Maternal hyperphenylalaninemia is a rare inherited disorder characterized by elevated blood phenylalanine levels due to insufficient activity of the enzyme phenylalanine hydroxylase. This condition results in abnormal amino acid metabolism that can cause significant neurological and psychosocial impairment if not promptly detected and corrected. It is important to note that hyperphenylalaninemia can be caused by both genetic mutations, which are inherited, and environmental factors that affect metabolism. Understanding this disease and its consequences, as well as effective treatment, can significantly improve the quality of life of patients and reduce the risk of complications.

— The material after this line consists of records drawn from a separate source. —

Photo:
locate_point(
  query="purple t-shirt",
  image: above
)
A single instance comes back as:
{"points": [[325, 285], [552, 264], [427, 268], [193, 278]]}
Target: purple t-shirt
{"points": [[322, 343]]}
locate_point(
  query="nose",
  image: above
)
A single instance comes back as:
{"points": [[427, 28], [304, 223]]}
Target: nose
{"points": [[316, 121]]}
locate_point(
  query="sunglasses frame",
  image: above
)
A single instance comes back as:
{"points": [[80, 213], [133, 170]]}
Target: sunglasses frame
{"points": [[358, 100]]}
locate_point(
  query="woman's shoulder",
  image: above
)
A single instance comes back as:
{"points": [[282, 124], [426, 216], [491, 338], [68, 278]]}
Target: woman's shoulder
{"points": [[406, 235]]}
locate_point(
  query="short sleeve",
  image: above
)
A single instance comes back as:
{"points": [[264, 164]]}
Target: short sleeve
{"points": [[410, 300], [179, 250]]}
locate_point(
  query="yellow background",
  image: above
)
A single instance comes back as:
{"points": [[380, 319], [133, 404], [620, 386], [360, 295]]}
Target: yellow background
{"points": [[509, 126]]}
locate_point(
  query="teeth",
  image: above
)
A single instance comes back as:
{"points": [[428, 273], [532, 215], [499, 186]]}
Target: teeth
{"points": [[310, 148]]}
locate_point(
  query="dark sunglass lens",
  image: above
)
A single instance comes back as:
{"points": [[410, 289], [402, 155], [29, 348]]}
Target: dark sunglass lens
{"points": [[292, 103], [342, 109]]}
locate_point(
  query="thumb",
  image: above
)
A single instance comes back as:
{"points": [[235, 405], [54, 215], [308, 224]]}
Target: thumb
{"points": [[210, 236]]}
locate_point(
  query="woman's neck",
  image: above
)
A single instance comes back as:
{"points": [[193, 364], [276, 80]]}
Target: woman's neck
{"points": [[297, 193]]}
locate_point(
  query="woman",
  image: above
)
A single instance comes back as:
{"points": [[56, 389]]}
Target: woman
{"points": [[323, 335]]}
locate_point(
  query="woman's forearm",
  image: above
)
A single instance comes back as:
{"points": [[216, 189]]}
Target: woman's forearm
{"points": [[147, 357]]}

History of the disease and interesting historical facts

Hyperphenylalaninemia was first described in the mid-20th century when Swedish physician Arne Christiansen identified the association between the disease and neurological disorders in children in 1934. Since then, many studies have been conducted to understand the pathogenesis and treatment of this condition. An interesting historical fact is that before the introduction of screening programs in many countries, cases of hyperphenylalaninemia remained undiagnosed, which led to disproportionate consequences for the development of children. Since the 1960s, large-scale newborn screening programs for hyperphenylalaninemia have been implemented in most developed countries, which has significantly increased the rate of early diagnosis of the disease.

Epidemiology

The epidemiology of hyperphenylalaninemia varies by region and ethnic group. The incidence of the disease has been reported to range from 1 in 10,000 to 1 in 15,000 live births in primarily European populations. In some ethnic groups, such as strains of European origin, the incidence may be as high as 1 in 4,500. This is due to ethnic differences in the distribution of mutations in the PAH gene encoding the enzyme phenylalanine hydroxylase. There is evidence of a higher prevalence of the disease in consanguineous populations, such as descendants of Ashkenazi Jewish communities.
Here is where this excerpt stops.